Through June 30, 2020, Bank 34 funded 277 PPP loans with total principal balances of $36.1 million.  Bank 34 has limited PPP loans to 135% of Tier 1 Capital plus allowance for loan loss, or approximately $45.0 million using June 30, 2020 data.

Paycheck Protection Program Liquidity Facility.  The CARES Act also allocated a limited amount of funds to the FRB with a broad mandate to provide liquidity to eligible businesses, states or municipalities in light of COVID-19. On April 9, 2020, the U.S. Department of the Treasury announced several new or expanded lending programs to provide relief for businesses and governments. One of these programs was the PPPLF.  Under the PPPLF, all depository institutions that originate PPP loans are eligible to borrow on a non-recourse basis from their regional Federal Reserve Bank using SBA PPP loans as collateral. The principal amount of loans will be equal to the PPP loans pledged as collateral.
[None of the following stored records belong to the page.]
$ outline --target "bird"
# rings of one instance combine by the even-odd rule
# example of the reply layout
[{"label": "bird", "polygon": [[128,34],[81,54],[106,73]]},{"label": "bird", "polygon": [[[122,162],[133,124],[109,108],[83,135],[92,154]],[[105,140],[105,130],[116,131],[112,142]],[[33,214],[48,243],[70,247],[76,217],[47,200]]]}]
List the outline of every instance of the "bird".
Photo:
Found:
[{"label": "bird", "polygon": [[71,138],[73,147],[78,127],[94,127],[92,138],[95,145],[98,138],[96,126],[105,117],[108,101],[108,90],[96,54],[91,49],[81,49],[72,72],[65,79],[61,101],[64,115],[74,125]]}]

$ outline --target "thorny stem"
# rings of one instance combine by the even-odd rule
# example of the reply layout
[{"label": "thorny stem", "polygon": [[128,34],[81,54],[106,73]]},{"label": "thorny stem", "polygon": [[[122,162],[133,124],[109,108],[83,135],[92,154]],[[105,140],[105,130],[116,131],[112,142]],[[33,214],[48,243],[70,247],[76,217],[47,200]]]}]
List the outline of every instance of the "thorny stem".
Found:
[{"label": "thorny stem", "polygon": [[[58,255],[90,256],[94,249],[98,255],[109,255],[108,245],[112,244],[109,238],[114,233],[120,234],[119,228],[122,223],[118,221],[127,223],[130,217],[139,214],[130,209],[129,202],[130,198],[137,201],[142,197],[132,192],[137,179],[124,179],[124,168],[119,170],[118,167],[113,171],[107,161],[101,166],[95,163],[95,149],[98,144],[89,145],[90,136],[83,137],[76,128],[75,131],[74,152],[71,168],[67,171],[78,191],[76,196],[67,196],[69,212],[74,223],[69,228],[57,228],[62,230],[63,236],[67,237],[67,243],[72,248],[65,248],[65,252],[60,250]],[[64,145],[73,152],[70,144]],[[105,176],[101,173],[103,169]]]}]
There are no fees associated with these loans and the interest rate will be 35 basis points.  The maturity date of PPPLF loans will be the same as the maturity date of the PPP loans pledged as collateral. The PPPLF loan maturity date will be accelerated if the underlying PPP loan goes into default and the lender sells the PPP loan to the SBA under the SBA guarantee. The PPPLF loan maturity date also will be accelerated for any loan forgiveness reimbursement received by the lender from the SBA.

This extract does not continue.